Se estiverem a ler esta crónica é porque o mundo não acabou - e Portugal também não

José Manuel Fernandes Público, 21/12/2012
Depois de tanta previsão de convulsões sociais e de caos, o país está relativamente calmo. Por que será?
Poucas vezes terei estado tão confiante: a minha crónica para o dia em que o mundo devia acabar vai sobreviver. Porque poucas previsões terão sido tão aberrantes. Como notou um dia Einstein, não há limites para a estupidez humana. E menos ainda para a crendice ignorante, acrescento eu.
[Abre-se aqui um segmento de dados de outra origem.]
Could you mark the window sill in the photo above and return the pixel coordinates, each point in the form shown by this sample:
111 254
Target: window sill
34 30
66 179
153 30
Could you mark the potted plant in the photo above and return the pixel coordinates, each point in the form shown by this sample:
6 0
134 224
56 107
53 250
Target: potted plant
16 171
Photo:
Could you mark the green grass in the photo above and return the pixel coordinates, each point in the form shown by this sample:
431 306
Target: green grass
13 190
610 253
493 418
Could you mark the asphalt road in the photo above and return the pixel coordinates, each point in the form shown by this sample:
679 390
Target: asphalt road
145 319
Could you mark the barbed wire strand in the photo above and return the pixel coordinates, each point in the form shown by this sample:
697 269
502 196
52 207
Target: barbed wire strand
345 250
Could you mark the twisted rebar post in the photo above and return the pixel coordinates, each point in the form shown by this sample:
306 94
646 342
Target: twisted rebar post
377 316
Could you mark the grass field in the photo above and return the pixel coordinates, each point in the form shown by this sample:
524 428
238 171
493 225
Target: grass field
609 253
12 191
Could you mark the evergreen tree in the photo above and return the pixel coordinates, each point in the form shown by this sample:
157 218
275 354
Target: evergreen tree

Passado o fim do mundo, talvez convenha notar que passaram também outras previsões apocalípticas. O euro, por exemplo, ainda não acabou. A Grécia também ainda não abandonou do euro, apesar de não terem sido poucas as mentes brilhantes que anunciaram a sua inexorável saída. E Portugal não mergulhou no caos político e social, como foi dito, previsto e desejado por tudo quanto se abeirou de um microfone ou pousou a mão numa caneta nestes últimos meses. De Januário Torgal Ferreira a Pacheco Pereira, passando pelo mais estridente de todos, Mário Soares, não têm faltado os profetas de um Portugal mergulhado em "convulsões sociais" e outras desgraças. Há mesmo quem ande a prevê-las há mais de dois anos, e nada. Que se passa? Que se passou?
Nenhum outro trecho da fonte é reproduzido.